A vocal pro-democracy website in Hong Kong shut down Wednesday after police raided its office and arrested six current and former editors and board members in a continuing crackdown on dissent in the semi-autonomous Chinese city. Stand News said in a statement that its website and social media are no longer being updated and will be taken down. It said all employees have been dismissed. The outlet was one of the last remaining openly critical voices in Hong Kong following the shuttering of the Apple Daily newspaper, which closed after its publisher, Jimmy Lai, and top editors were arrested and its assets frozen, the AP reports.
Police raided Stand News' office earlier in the day after arresting the six, including popular singer and activist Denise Ho, a former board member, on charges of conspiracy to publish a seditious publication. More than 200 officers were involved in the search, police said. They had a warrant to seize relevant journalistic materials under a national security law enacted last year. A Facebook post early Wednesday morning on Ho's account confirmed that she was being arrested. A subsequent message posted on her behalf said she was OK and urged friends and supporters not to worry about her. That post drew nearly 75,000 likes and more than 5,000 comments, mostly from supporters.
Early Wednesday, Stand News posted a video on Facebook of police officers at the home of a deputy editor, Ronson Chan. Chan, who is also chair of the Hong Kong Journalists Association, was taken away for questioning, the organization confirmed in a statement. Chan, who was later released, told media the police seized his electronic devices, bank cards, and press card.

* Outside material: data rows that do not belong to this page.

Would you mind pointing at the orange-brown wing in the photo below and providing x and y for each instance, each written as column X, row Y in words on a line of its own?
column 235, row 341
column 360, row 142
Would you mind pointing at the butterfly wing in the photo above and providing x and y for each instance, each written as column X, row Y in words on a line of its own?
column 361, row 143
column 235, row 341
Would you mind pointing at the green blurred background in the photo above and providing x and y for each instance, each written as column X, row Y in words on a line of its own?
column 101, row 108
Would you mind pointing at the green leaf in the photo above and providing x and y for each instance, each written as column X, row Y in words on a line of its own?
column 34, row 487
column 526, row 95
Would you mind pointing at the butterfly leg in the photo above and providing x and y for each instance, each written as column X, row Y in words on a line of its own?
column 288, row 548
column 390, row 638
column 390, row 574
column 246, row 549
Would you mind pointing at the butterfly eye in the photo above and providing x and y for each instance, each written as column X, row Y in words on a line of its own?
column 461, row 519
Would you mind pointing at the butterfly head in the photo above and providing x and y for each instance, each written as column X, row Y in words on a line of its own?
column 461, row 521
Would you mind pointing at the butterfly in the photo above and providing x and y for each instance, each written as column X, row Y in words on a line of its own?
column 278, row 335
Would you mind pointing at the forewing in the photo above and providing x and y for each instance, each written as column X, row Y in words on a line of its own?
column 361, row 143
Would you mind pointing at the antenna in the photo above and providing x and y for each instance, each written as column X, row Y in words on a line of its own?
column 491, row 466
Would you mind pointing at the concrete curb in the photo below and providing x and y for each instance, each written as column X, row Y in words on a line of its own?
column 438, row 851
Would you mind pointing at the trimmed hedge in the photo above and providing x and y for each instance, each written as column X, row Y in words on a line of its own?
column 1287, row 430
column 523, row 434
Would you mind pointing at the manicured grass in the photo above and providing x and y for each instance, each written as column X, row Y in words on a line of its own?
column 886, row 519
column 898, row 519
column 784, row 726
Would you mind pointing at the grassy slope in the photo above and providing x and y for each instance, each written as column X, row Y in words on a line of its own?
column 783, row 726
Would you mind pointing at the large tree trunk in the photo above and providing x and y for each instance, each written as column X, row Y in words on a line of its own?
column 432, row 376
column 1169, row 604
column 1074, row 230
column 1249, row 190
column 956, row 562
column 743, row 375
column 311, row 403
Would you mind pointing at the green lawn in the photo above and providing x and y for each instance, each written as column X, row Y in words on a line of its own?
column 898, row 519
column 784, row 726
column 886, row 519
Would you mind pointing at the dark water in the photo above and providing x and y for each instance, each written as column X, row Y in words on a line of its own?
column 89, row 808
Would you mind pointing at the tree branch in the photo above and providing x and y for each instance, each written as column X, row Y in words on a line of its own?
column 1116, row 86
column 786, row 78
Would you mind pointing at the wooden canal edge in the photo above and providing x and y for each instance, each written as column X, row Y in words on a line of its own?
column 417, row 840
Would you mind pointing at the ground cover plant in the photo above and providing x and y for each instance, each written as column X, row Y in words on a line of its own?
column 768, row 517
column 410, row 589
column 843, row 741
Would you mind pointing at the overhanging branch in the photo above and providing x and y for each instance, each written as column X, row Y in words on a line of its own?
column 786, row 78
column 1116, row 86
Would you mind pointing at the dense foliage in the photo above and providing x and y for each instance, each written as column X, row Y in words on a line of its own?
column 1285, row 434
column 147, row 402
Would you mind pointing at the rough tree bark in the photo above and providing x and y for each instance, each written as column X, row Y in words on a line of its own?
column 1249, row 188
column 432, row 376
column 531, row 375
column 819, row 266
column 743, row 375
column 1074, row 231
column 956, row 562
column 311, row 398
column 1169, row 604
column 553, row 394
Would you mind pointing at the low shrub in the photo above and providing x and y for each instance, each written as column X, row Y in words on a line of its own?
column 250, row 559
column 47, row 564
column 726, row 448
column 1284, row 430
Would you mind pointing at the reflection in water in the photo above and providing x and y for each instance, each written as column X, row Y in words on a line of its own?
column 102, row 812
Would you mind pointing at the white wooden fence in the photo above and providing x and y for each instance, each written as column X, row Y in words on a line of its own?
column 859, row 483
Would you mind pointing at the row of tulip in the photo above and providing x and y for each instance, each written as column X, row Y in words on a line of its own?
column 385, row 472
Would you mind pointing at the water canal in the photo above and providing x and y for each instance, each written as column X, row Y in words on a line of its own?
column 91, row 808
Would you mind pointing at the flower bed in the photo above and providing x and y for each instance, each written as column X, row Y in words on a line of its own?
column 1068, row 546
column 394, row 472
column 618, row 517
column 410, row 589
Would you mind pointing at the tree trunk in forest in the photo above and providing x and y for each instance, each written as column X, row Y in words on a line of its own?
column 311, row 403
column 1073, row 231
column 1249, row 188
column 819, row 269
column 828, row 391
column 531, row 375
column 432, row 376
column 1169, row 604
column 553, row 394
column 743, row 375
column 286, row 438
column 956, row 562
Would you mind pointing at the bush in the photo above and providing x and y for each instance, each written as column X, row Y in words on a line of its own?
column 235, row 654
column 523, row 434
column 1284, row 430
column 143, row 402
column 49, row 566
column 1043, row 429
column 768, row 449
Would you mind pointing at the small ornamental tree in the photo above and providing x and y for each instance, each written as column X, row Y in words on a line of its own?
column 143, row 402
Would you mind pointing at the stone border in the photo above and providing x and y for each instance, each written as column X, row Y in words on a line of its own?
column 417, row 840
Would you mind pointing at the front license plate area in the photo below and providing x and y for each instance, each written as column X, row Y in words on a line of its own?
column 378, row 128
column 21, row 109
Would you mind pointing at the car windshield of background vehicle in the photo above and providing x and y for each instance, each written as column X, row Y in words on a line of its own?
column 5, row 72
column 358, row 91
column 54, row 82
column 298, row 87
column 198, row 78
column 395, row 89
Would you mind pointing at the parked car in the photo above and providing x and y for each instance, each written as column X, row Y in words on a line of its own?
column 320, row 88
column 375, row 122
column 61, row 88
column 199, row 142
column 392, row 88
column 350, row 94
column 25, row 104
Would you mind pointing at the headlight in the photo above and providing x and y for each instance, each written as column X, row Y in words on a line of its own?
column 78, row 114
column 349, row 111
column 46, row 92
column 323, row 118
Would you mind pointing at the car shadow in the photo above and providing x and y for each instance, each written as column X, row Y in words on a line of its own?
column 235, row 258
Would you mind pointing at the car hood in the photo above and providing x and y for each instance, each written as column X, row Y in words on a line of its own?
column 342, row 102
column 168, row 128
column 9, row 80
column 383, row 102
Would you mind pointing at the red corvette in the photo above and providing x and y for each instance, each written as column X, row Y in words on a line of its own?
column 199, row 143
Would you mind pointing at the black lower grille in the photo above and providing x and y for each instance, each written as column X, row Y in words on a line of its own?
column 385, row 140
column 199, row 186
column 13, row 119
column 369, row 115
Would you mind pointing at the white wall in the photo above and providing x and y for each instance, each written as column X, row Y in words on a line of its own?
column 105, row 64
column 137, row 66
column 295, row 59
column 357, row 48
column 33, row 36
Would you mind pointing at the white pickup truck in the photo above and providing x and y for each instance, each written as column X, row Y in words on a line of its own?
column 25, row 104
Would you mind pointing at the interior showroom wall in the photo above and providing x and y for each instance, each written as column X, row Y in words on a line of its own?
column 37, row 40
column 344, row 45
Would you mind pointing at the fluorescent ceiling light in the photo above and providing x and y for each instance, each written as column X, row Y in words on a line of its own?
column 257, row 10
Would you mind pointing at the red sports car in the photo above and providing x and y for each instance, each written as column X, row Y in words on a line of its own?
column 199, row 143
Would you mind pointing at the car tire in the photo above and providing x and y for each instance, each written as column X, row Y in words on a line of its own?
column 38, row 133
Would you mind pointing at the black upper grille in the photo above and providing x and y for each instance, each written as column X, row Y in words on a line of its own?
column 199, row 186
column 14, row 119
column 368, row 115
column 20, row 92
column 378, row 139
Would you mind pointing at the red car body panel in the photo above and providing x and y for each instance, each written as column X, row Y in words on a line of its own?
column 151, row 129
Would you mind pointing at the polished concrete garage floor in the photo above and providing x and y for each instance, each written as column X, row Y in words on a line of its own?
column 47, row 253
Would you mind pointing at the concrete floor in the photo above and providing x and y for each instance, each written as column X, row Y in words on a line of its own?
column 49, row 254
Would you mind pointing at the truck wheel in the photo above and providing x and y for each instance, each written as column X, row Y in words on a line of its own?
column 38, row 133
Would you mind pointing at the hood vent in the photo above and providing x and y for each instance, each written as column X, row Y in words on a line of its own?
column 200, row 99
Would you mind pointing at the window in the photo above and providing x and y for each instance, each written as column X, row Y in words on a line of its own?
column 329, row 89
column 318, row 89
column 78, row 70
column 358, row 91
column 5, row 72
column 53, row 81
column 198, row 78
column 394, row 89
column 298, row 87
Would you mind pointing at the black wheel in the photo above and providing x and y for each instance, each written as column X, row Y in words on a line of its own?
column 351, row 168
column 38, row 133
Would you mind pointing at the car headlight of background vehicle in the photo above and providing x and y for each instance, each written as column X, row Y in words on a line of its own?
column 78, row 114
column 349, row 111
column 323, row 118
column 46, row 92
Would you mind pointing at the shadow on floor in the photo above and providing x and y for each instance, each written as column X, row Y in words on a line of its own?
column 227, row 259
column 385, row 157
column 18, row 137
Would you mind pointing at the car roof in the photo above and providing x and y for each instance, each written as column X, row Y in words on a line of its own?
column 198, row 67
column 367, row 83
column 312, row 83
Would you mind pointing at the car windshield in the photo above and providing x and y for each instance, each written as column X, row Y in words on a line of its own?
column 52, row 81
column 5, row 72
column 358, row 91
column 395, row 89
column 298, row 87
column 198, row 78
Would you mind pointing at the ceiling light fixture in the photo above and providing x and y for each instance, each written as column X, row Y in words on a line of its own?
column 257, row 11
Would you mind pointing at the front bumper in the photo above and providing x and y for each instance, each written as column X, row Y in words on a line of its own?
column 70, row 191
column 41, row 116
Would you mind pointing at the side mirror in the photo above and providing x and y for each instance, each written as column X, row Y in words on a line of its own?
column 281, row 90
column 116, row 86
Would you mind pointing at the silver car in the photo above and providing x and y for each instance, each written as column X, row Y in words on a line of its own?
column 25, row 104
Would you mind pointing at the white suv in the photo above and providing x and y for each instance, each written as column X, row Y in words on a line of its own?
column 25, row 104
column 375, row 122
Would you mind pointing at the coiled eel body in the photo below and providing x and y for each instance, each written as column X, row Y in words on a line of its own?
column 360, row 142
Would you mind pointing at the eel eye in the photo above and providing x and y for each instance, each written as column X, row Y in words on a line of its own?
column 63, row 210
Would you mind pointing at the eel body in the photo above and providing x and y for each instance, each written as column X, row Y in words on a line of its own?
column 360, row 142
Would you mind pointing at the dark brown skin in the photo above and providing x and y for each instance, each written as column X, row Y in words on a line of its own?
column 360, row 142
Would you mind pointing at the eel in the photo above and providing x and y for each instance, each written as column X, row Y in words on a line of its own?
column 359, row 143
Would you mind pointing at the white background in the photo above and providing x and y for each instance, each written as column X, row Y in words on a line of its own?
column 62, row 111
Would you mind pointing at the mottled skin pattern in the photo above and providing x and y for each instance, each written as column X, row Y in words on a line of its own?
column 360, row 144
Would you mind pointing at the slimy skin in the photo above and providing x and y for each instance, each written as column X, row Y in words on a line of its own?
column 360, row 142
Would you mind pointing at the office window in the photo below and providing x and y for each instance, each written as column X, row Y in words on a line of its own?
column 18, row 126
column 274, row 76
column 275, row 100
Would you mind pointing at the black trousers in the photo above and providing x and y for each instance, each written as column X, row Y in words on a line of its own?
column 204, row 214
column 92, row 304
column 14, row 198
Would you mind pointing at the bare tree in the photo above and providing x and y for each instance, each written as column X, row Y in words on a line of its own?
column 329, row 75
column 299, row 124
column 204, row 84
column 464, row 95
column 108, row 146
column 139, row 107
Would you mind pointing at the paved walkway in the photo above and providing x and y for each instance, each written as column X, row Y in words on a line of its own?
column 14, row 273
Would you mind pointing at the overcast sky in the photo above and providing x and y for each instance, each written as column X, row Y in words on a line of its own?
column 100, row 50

Benedict Rogers, co-founder and CEO of the non-governmental organization Hong Kong Watch, said the arrests are “nothing short of an all-out assault on the freedom of the press in Hong Kong." "When a free press guaranteed by Hong Kong’s Basic Law is labeled 'seditious,’ it is a symbol of the speed at which this once great, open, international city has descended into little more than a police state," he said.